I run some R code after querying 100M records and get the following error after the process runs for over 6 hours:
Msg 39004, Level 16, State 19, Line 300
A 'R' script error occurred during execution of 'sp_execute_external_script'
with HRESULT 0x80004005.
HRESULT 0x80004005 appears to be associated in Windows with Connectivity, Permissions or an "Unspecified" error.
I know from logging in my R code that the process never reaches the R script at all. I also know that the entire procedure completes after 4 minutes on a smaller number of records, for example, 1M. This leads me to believe that this is a scaling problem or some issue with the data, rather than a bug in my R code. I have not included the R code or the full query for proprietary reasons.
However, I would expect a disk or memory error to display a 0x80004004 Out of memory error if that were the case.
One clue I noticed in the SQL ERRORLOG is the following:
SQL Server received abort message and abort execution for major error : 18
and minor error : 42
However the time of this log line does not coincide with the interruption of the process, although it does occur after it started. Unfortunately, there is precious little on the web about "major error 18".
A SQL Trace when running from SSMS shows the client logging in and logging out every 6 minutes or so, but I can only assume this is normal keepalive behaviour.
The sanitized sp_execute_external_script call:
EXEC sp_execute_external_script
@language = N'R'
, @script = N'#We never get here
#returns name of output data file'
, @input_data_1 = N'SELECT TOP 100000000 FROM DATA'
, @input_data_1_name = N'x'
, @output_data_1_name = N'output_file_df'
WITH RESULT SETS ((output_file varchar(100) not null))
Server Specs: 8 cores 256 GB RAM SQL Server 2016 CTP 3
Any ideas, suggestions or debugging hints would be greatly appreciated!
UPDATE: Set TRACE_LEVEL=3 in rlauncher.config to turn on a higher level of logging and re-ran the process. The log reveals a cleanup process that ran, removing session files, at the time the entire process failed after 6.5 hours.

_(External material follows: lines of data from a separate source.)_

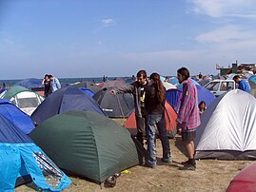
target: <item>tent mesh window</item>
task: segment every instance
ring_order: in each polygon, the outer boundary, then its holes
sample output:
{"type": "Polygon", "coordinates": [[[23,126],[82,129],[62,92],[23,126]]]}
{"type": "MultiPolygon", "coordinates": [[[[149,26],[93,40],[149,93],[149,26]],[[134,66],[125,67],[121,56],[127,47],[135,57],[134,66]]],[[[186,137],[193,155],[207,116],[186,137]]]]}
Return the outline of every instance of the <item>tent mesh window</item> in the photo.
{"type": "Polygon", "coordinates": [[[42,152],[34,152],[33,157],[39,168],[42,170],[47,183],[56,188],[63,177],[62,171],[42,152]]]}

[2016-05-30 01:35:34.419][00002070][00001EC4][Info] SQLSatellite_LaunchSatellite(1, A187BC64-C349-410B-861E-BFDC714C8017, 1, 49232, nullptr) completed: 00000000
[2016-05-30 01:35:34.420][00002070][00001EC4][Info] < SQLSatellite_LaunchSatellite, dllmain.cpp, 223
[2016-05-30 08:04:02.443][00002070][00001EC4][Info] > SQLSatellite_LauncherCleanUp, dllmain.cpp, 309
[2016-05-30 08:04:07.443][00002070][00001EC4][Warning] Session A187BC64-C349-410B-861E-BFDC714C8017 cleanup wait failed with 258 and error 0
[2016-05-30 08:04:07.444][00002070][00001EC4][Info] Session(A187BC64-C349-410B-861E-BFDC714C8017) logged 2 output files
[2016-05-30 08:04:07.444][00002070][00001EC4][Warning] TryDeleteSingleFile(C:\PROGRA~1\MICROS~1\MSSQL1~1.MSS\MSSQL\EXTENS~1\MSSQLSERVER06\A187BC64-C349-410B-861E-BFDC714C8017\Rscript1878455a2528) failed with 32
[2016-05-30 08:04:07.445][00002070][00001EC4][Warning] TryDeleteSingleDirectory(C:\PROGRA~1\MICROS~1\MSSQL1~1.MSS\MSSQL\EXTENS~1\MSSQLSERVER06\A187BC64-C349-410B-861E-BFDC714C8017) failed with 32
[2016-05-30 08:04:08.446][00002070][00001EC4][Info] Session A187BC64-C349-410B-861E-BFDC714C8017 removed from MSSQLSERVER06 user
[2016-05-30 08:04:08.447][00002070][00001EC4][Info] SQLSatellite_LauncherCleanUp(A187BC64-C349-410B-861E-BFDC714C8017) completed: 00000000
It appears the only way to allow my long-running process to continue is to: a) Extend the Job Cleanup wait time to allow the job to finish b) Disable the Job Cleanup process
I have thus far been unable to find the value that sets the Job Cleanup wait time in the MSSQLLaunchpad service. While a JOB_CLEANUP_ON_EXIT flag exists in rlauncher.config, setting it to 0 has no effect. The service seems to reset it to 1 when it is restarted.
Again, any suggestions or assistance would be much appreciated!